The local administrator account is where it all begins. If someone is going to break into your network the first thing they will need is to gain administrative priveleges on a machine. If you can protect this account successfully then you are doing a good job of stopping internal attacks at the front line.
This being the case, how do you protect this account? Obviously, the first thing you will want to do is use a strong password. People should not be logging in to computers with this account so it is okay to make it something insanely long that nobody would really want to type. Be sure to use uppercase letters, lowercase letters, numbers, and even a few symbols when setting these passwords. In larger environments you will also want to make sure that the administrator accounts on all your computers vary by location. It is not too pratical to make a different password for every single computer, however you can make multiple passwords for various departments, locations, subnets, etc. These passwords should be changed frequently, as in monthly. If you want to get really creative you can do some scripting paired with group policy to make this task a lot easier.

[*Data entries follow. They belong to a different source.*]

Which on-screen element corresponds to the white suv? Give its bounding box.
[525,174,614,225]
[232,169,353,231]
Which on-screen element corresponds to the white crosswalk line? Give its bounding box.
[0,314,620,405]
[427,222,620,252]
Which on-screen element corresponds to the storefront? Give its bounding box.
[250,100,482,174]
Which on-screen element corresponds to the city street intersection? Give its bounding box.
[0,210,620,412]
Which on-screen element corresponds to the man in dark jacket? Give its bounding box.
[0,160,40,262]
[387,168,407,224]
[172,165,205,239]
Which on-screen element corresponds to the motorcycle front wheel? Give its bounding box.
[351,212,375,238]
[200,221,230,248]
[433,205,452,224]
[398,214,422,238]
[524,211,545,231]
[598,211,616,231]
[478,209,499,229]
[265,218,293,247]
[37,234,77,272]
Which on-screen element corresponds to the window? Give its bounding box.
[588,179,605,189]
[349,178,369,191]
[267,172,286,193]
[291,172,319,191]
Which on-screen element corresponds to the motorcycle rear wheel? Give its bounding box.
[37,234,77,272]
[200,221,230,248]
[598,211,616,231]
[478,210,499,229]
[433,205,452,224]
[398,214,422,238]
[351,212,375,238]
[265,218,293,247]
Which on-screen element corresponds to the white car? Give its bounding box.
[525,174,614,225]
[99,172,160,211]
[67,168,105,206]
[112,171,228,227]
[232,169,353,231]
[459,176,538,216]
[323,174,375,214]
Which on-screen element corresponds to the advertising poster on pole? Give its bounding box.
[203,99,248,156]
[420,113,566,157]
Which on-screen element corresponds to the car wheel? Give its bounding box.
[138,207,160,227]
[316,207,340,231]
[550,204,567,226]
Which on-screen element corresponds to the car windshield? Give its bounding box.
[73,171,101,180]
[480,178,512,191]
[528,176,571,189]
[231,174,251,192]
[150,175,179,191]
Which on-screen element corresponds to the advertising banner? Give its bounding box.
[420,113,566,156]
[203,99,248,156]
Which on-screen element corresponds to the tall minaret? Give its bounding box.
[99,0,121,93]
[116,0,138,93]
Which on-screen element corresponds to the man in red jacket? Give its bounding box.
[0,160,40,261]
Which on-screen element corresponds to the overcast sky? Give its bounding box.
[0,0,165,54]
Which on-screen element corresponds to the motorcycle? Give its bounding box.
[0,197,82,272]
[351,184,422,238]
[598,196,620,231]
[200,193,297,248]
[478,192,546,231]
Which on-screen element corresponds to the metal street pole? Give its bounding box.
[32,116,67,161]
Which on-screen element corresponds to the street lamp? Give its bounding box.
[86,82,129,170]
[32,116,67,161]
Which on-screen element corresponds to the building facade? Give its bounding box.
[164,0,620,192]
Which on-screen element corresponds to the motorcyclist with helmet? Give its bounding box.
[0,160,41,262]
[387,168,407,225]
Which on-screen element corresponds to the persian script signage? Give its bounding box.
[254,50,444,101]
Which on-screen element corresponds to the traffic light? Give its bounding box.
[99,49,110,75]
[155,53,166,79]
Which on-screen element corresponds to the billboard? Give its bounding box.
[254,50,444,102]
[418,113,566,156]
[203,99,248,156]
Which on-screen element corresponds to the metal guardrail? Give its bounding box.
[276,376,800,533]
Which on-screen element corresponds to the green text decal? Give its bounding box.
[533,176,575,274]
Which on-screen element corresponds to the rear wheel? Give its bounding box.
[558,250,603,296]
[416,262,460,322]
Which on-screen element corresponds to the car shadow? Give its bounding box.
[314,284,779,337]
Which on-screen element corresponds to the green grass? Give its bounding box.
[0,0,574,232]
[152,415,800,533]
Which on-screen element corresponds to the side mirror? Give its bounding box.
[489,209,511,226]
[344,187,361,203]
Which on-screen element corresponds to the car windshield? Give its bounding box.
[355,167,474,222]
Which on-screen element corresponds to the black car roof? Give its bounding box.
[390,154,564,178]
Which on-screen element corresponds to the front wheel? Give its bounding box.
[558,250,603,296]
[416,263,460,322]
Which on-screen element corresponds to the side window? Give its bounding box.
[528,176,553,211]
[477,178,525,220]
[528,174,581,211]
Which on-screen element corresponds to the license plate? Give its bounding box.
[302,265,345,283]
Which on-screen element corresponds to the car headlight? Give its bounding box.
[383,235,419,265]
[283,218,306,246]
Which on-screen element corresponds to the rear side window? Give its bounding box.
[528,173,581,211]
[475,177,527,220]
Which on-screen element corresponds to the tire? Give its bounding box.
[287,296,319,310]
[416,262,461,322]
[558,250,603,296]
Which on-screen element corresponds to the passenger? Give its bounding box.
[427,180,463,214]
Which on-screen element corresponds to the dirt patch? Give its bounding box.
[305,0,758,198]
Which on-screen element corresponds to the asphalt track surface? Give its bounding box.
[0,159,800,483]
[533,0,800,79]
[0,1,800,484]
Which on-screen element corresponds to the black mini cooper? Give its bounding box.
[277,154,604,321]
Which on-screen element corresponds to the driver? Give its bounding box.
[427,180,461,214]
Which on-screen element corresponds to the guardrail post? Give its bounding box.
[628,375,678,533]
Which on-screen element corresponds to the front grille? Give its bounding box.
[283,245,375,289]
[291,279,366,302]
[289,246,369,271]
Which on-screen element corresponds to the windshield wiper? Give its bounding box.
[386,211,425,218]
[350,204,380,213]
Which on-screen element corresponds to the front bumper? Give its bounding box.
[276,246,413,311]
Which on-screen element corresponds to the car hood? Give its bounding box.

One more thing you can do is to to completely disable the administrator account all together. This will make sure nobody is logging into it. However, this isn’t always feasible in some cases. Another solution I have often heard is renaming the administrator account. If you rename your administrator account to something other than “admin” or “root” that adds a completely new step of enumeration an attacker has to go through before beginning to try and compromise a system. A lot of the times you can deter an attacker just by making them jump through some extra hoops along the way.




Couldn’t agree more, especially after seeing how quickly open source tools like Ophcrack (http://ophcrack.sourceforge.net/) can crack local passwords. It’s a great tool to test out the security of your local admin passwords.
Also, don’t forget to lock down that BIOS!
I couldn’t agree more, but there are more things you can do to protect your Administrator account.
1. Don’t login to the administrator account on an untrusted machine. This includes remotely accessing your machine. I had a friend who VNCed to his box at home and used his admin account. The machine he VNCed from had a key logger installed on it and someone was able to access his machine from a remote location. No amount of password complication will protect from this.
2. Using NTLMv2 instead of NTLM. This can be changed via a group policy on a domain or a registry hack. As for the exact settings, you’ll have to google that yourself. By Default Windows uses NTLM (NT LanManager) hashes to hash the passwords. These are the types that are cracked with programs such as Ophcrack. By changing the hashing method, it’ll be much more difficult to crack a password if someone has physical access.
3. Changing the name of the Administrator account. This will cause the person to have to FIRST find the admin account name before they can crack the password. This adds much more complexity.
I’d also caution about believing that the administrator account is secure by changing the name (security by obscurity has serious limitations)… if you’ve not secured your machines well, the SID doesn’t change. Even without credentials, something like sid2user/user2sid can provide the new username.
Not to say that I don’t, I just don’t count on it meaning much. We also use the same local passwords on large banks of machines – and I’d argue that even if although some of us are forced to use common passwords – make sure a *local* workstation admin password is never the same as a *local* server admin password… and that DMZ/internet exposed servers never share passwords with other servers. Breaking it down even further is wonderful – but there are administrative trade-offs.
I heartily agree with you – Think of a worm loose on a machine where it is impersonating the admin account – which machines can it infect/harm with that username/password combination?